I have a minor problem with a Statistics exercise. I just don't get the same number as in the master solution, so I wondered if there was anything I did not consider:
The German Federal Oce for Motor Vehicles (Kraftfahrt-Bundesamt)
publishes information about newly registered cars. The following
table shows the number of newly registered cars in the period Q1-Q3 2016:
Brand Registrations
Alfa Romeo 3,039
Aston Martin 204
Audi 227,684
Bentley 638
BMW 196,584
Cadillac 236
Chevrolet 595
Citroen 38,186
Dacia 37,752
DS 3,263
Ferrari 589
Fiat 61,788
Ford 183,456
Honda 19,967
Hyundai 81,346
Infiniti 1,864
Iveco 556
Jaguar 6,710
Jeep 11,411
Kia 46,458
Lada 1,229
Lamborghini 206
Land Rover 17,253
Lexus 1,676
Lotus 123
Maserati 1,184
Mazda 49,904
Mercedes 235,828
Mini 33,755
Mitsubishi 28,805
Morgan 62
Nissan 56,412
Opel 185,738
Peugeot 42,629
Porsche 23,053
Renault 88,072
Rolls-Royce 122
Seat 71,290
Skoda 140,772
Smart 26,442
Ssangyong 2,692
Subaru 5,408
Suzuki 23,791
Tesla 1,415
Toyota 51,926
Volvo 28,050
VW 510,003
Others 5,617
a) Determine the empirical density and empirical distribution
function using classes of size 50,000.
b) Sketch the empirical density function.
c) Using class means, calculate the Sample Mean and Sample
Standard Deviation.
d) What is the median number of registrations?

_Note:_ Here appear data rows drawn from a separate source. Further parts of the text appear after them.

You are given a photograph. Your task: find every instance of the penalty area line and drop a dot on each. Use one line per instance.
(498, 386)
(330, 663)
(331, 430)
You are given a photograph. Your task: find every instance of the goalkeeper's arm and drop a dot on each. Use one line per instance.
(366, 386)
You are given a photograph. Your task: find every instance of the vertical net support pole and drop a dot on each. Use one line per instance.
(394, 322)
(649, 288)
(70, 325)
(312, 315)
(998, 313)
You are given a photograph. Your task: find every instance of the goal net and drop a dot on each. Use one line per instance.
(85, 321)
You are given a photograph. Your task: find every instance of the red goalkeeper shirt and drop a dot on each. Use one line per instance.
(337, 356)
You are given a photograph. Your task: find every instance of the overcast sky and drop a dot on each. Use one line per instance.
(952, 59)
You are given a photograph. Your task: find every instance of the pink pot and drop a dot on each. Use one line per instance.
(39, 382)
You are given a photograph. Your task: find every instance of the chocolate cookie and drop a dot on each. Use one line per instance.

e) Calculate the z-score for VW and give an interpretation.
f) Determine and sketch the Lorenz curve, and calculate
the Gini coefficient (using the classes)
My problem is regarding c). The class means are all clear and the Sample Mean also (as µ=53245.5). Strangely, in the master solution , the Sample Mean is not calculated using the class means (although the text requires it). But here is the problem: The master solution says the Sample Standard Deviation is calculated as 90400.1, although I calculate always 92496.97826.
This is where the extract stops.